センターの設立は、2011年からの10年間を計画年とし、世界基準の研究機関設立などを目指す国の科学・技術発展戦略に沿った施策の一環。ボコヴァ事務局長は、「ベトナムは教育、科学的な国際協力、研究への投資に重点を置くという確固たる選択をし、知を基盤とした知識経済活動と社会の発展に関わることとなった」と称賛した。

ユネスコの賛助のもとに進められるこれらのセンターの設立によって、国内はもちろんASEAN諸国における科学や技術、技術革新の強化、知識の共有などが進むことが期待されている。発足後は、ユネスコの国際基礎科学計画(IBSP)や理論物理学国際センター(ICTP)、その他の科学組織の国際研究プロジェクトへの参加が予定されている。

ユネスコの科学センターには2つのカテゴリーがあり、カテゴリー1は研究のために発展途上国から研究員を受け入れることなどを目的としている。今回、ベトナムで設立されることになったのはカテゴリー2で、ユネスコと協力して地域、国際研究や高度な教育を行う専門性の高い活動を行う。カテゴリー2センターの運営は、設置国の政府が責任を負い、ユネスコ総会でユネスコの協力機関として承認される。
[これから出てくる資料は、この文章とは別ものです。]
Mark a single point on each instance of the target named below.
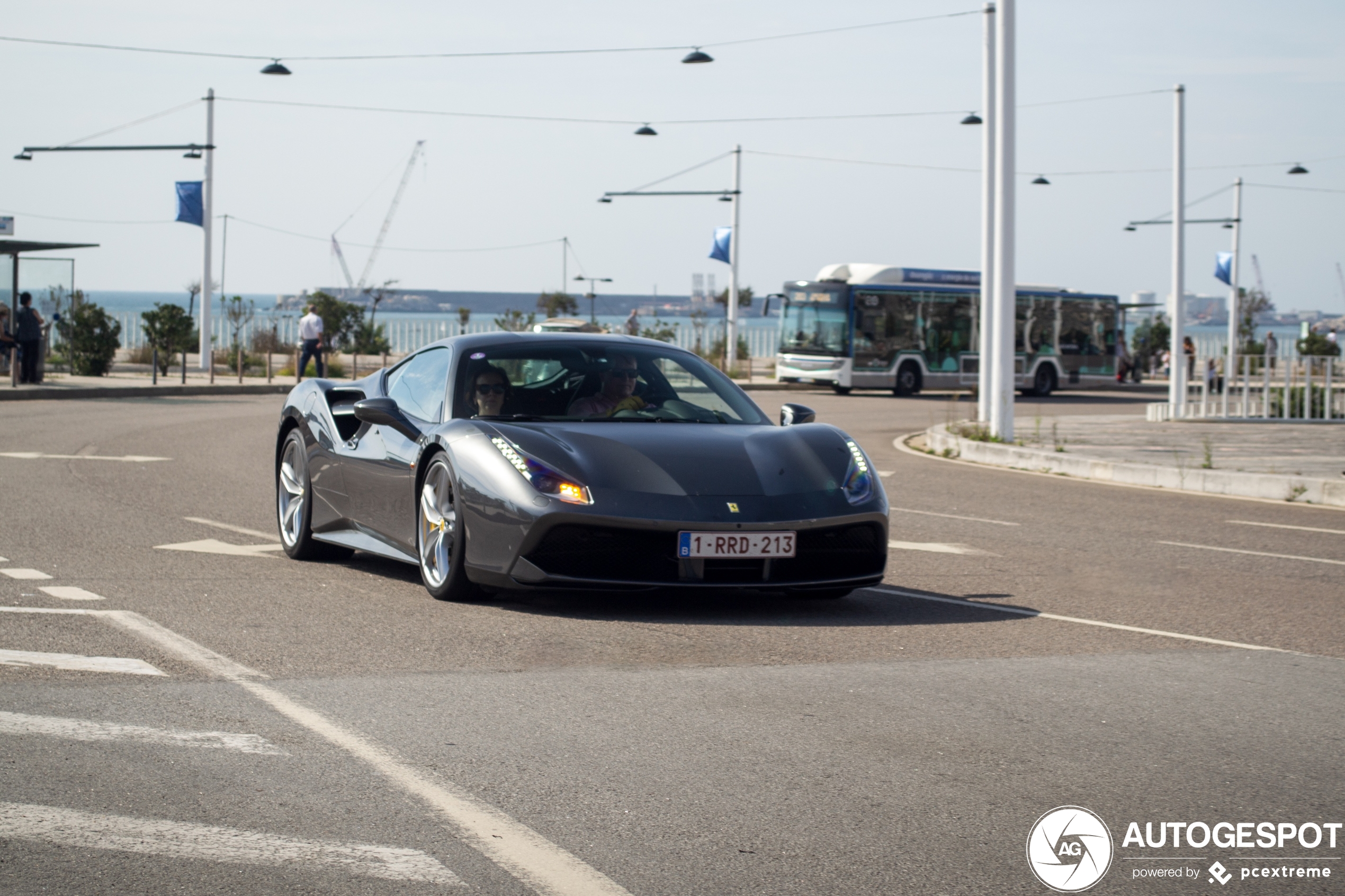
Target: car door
(380, 472)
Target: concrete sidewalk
(1277, 461)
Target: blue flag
(190, 207)
(720, 249)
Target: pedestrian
(7, 343)
(29, 333)
(311, 335)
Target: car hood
(691, 458)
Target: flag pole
(206, 213)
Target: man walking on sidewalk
(30, 339)
(311, 333)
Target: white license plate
(736, 545)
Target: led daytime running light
(542, 477)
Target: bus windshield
(814, 323)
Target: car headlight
(542, 477)
(858, 478)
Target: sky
(1262, 84)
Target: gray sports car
(522, 461)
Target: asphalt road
(883, 743)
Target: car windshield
(596, 382)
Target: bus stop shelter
(46, 273)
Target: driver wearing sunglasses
(616, 391)
(489, 390)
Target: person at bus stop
(311, 335)
(29, 333)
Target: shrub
(92, 338)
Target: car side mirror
(791, 414)
(384, 411)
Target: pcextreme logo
(1070, 849)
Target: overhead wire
(477, 54)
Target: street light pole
(1231, 365)
(1177, 376)
(731, 327)
(1004, 292)
(206, 220)
(988, 215)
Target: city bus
(910, 328)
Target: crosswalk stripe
(70, 593)
(76, 663)
(18, 573)
(216, 546)
(19, 723)
(185, 840)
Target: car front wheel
(440, 537)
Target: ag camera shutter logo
(1070, 849)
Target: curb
(1266, 487)
(41, 394)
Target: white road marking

アイン科学技術相によると、ユネスコの理論物理学国際センターで進められている教育・研究プログラムにはすでに、ベトナムの数学者や物理学者も参加している。今回のセンターの設立によって、ユネスコの目指す基礎科学発展の一端を担うとともに、アフリカなどへの支援や協力を進めていきたいとしている。アイン科学技術相は、センターの効率的運用とユネスコの国際プログラムへの参加が確実に遂行されるように、さまざまな環境や労働条件を整備することを約束した

ユネスコは98分野におけるカテゴリー2の研究所を賛助している。ベトナムは、マレ―シア、タイ、インドネシアに続きASEANで4番目にユネスコ賛助の科学センターを有する国となった。